Dull, haphazardly paced and devoid of almost any true excitement, “Dark Phoenix” ends 20 years of the X-Men franchise with a whimper, not a bang.
During a dangerous rescue mission in space, X-Men member Jean Grey comes in contact with a cosmic force that transforms her into one of the most powerful mutants of all time. Battling with the unstable power that dwells inside her, Jean loses control, tearing the X-Men family apart and threatening to destroy the entire planet. “Dark Phoenix” is the end of 20 years of X-Men movies from 20th Century Fox.
Following in the footsteps of the tepidly received 2016 “X-Men: Apocalypse,” “Dark Phoenix” fails to capture any sense of genuine excitement for the franchise, culminating in a film that revisits the Dark Phoenix comic storyline previously explored in 2006’s “X-Men: The Last Stand,” but with even less successful results.
The Dark Phoenix storyline from the comics is cosmic, grandiose and features fan-favorite characters having their faith tested. But first-time director Simon Kinberg is in over his head. The film is sporadically paced, with no real action sequences after the film’s opening until around the hour mark. In that hour, Sophie Turner tries her best to play a heavily conflicted and hurting Jean Grey, but her dialogue and actions come off as more temper tantrums than actual inner conflict.

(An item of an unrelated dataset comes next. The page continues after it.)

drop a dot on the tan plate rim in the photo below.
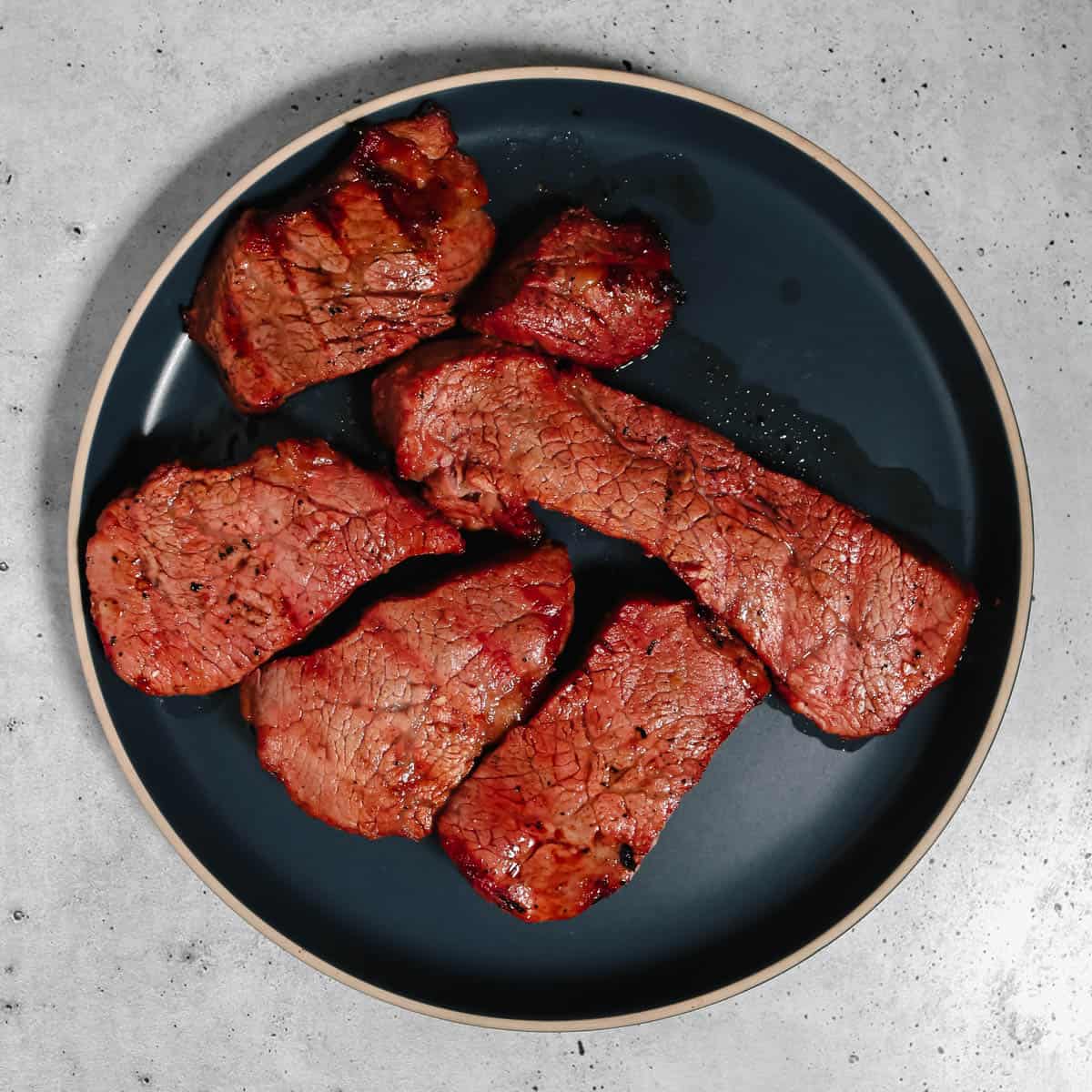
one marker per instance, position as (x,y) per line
(988,364)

And while it is admittedly great to see veteran franchise actors like James McAvoy, Michael Fassbender and Nicholas Hoult back in these roles, they are poorly utilized. It’s also clear that some actors, such as Jennifer Lawrence, took this film on for a measly pay check and are just going through the motions.
In fact, Jessica Chastain, a fantastic actress, is incredibly wasted here, playing an alien antagonist that is so unnecessary, so generic and so disposable that it’s mind-blowing why she even took this role to begin with.
What is even more disappointing is the film wants to explore these characters, to take them on an emotionally damaging and rough story, but the script isn’t smart nor exciting enough. For having Grey be the most powerful mutant on the planet, the film is shockingly small scale, playing off as more of a TV finale than a giant, blockbuster superhero film.
With Disney getting the rights back to the X-Men characters, I can only hope that Kevin Feige and the entire creative crew at Marvel can give these characters more respect. The X-Men franchise has seen greatness (“Days of Future Past,” Logan”) but this film might be the lowest point of the franchise.
Connor’s take: Don’t waste your money. Wait to see it on Redbox.